Their presence is a sign of how far Auburn basketball has come in recent years. For a long time, the only pros who came through Auburn Arena were Kentucky players. Before the Tigers went to the Final Four in 2019, the most recent NBA player the program had produced was Marquis Daniels, who played his final game for the Milwaukee Bucks on April 17, 2013. The last player to be drafted out of Auburn was Jamison Brewer in 2001.
Now, Auburn has three active pros. Harper has appeared in 11 games as an undrafted free agent over two seasons with the Suns and Knicks. Okeke was the 16th overall pick by the Magic in the 2019 NBA Draft. Okoro went fifth overall to the Cavaliers in 2020. He was named to the All-Rookie second team this season after averaging 9.6 points, 3.1 rebounds and 1.9 assists while leading all first-year players in minutes played.
And that number is poised to grow — both Sharife Cooper and JT Thor are trending toward being first-round picks in the 2021 NBA Draft on July 29 after standing out at last week’s combine in Chicago.
That was always the expectation for Cooper. The point guard was a five-star recruit ranked as the No. 24 player nationally when he signed with the Tigers out of McEachern High in Powder Springs, Ga., where he was teammates with Okoro.
Cooper missed the first 11 games of his freshman season while the NCAA reviewed his eligibility and still starred immediately after being allowed on the court, averaging a team-leading 20.2 points and 8.1 assists in 12 games, all against major-conference opponents.
His size (Auburn listed him at 6-foot-1 and 180 pounds) and shooting struggles in college (39.1 percent from the floor, 22.8 percent from 3-point range) may keep him from being a lottery pick, but court vision that can’t be taught and elite passing ability should make Cooper an option for point guard-needy teams such as the Thunder, Knicks and Rockets in the latter half of the first round.
The biggest riser of the two, though, is Thor. He wasn’t considered a first-round prospect when he declared for the draft in March, more than a week before Cooper did. Some hoped he might return to Auburn for his sophomore season up until he hired an agent on June 5.
No one is questioning that decision now, though. Thor was one of the stars of the combine. The 6-9 forward was measured as having a wingspan of 7-3.25, which is longer than Giannis Antetokounmpo’s and less than two inches shy of matching Kevin Durant’s.
On the court, Thor impressed scouts with the size, length, athleticism and versatility that helped him start all 27 games and average 9.4 points, five rebounds and 1.4 blocks as a freshman. So much so that he pulled out of the scrimmage portion of the combine despite being healthy, which usually means that a player has received a guarantee that he’ll be selected in the first round.
ESPN didn’t project him to get drafted at all when he first declared.
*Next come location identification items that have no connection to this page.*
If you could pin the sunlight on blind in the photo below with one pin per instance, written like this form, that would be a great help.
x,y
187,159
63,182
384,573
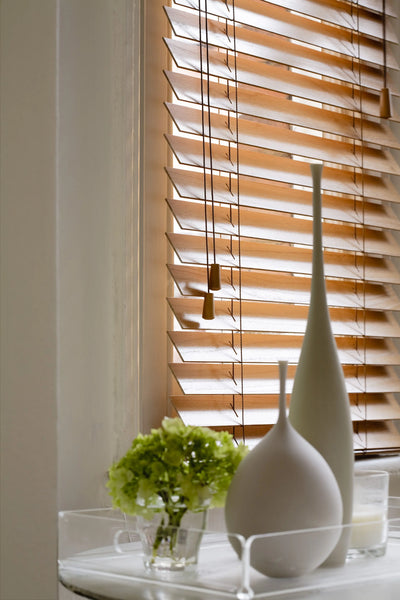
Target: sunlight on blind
x,y
258,91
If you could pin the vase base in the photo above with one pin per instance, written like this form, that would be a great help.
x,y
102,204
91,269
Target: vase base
x,y
167,564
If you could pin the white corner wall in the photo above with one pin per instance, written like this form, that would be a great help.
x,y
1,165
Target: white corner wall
x,y
28,490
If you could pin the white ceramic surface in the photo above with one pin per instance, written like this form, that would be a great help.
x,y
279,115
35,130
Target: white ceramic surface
x,y
319,405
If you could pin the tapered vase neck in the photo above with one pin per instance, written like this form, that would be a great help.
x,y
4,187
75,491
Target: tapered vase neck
x,y
318,292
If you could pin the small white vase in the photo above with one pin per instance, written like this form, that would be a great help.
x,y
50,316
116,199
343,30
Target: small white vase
x,y
319,404
282,485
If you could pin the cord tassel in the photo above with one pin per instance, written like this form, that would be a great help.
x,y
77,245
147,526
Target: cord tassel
x,y
208,306
215,277
385,105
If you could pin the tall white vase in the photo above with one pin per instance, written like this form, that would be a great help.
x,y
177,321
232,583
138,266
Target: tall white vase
x,y
283,485
319,405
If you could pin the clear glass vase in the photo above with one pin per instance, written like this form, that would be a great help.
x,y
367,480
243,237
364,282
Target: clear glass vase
x,y
168,547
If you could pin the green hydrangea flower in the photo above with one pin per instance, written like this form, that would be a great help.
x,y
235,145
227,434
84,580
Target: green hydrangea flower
x,y
175,468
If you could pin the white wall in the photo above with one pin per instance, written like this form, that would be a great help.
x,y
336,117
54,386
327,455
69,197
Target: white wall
x,y
28,300
80,331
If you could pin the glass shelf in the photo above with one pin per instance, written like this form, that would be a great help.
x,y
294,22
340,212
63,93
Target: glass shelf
x,y
87,548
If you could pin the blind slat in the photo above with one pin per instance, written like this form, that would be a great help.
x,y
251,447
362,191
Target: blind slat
x,y
272,77
268,286
257,193
209,346
210,410
276,139
282,258
267,46
266,225
260,103
268,17
269,317
257,379
278,168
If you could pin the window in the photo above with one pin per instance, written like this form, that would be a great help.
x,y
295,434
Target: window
x,y
258,91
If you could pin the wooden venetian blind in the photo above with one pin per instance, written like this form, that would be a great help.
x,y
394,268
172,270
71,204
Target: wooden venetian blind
x,y
259,90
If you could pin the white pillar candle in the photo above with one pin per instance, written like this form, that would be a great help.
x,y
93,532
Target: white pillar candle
x,y
369,527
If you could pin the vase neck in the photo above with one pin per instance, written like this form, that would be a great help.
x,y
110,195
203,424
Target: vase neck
x,y
318,291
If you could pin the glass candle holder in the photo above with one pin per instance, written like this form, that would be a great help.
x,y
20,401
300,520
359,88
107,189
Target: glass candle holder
x,y
370,507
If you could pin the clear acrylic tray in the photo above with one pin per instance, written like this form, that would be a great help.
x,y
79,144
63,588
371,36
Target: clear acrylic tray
x,y
87,550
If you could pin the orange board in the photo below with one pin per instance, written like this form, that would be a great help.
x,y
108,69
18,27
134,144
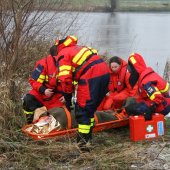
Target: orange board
x,y
71,132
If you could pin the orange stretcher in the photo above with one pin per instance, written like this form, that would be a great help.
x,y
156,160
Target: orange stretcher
x,y
72,132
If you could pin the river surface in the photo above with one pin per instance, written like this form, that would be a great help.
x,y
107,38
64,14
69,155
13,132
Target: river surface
x,y
121,33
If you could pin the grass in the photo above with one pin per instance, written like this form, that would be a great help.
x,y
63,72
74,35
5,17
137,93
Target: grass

But in its most recent mock draft published Tuesday, it had him going 27th overall to the Nets. Other mocks have him going to the Suns and Jazz late in the first round.
And Thor’s stock may not be done rising — Bleacher Report’s Jonathan Wasserman reported Monday that Thor has pre-draft workouts scheduled with the Pacers, Hornets and Pelicans, all of whom have lottery picks.
If Thor works his way into the lottery (the first 14 picks of the first round), it would mark the first time in program history that Auburn has produced lottery picks in back-to-back drafts. The Tigers’ last lottery selection before Okoro was Chris Morris in 1988.
But even if Thor stays in the 20-30 range, he and Cooper could still make history by being the first pair of Auburn players selected in the first round of the same NBA Draft. The last time the Tigers had two players selected in any round of the same draft was 2000, when Mamadou N’Diaye went 26th and Chris Porter 55th.
And Auburn’s burgeoning pipeline to the NBA won’t end with Cooper and Thor. Early 2022 mock drafts project five-star freshman power forward Jabari Smith as a surefire top-10 pick and wing Allen Flanigan and center Walker Kessler as potential late first-rounders.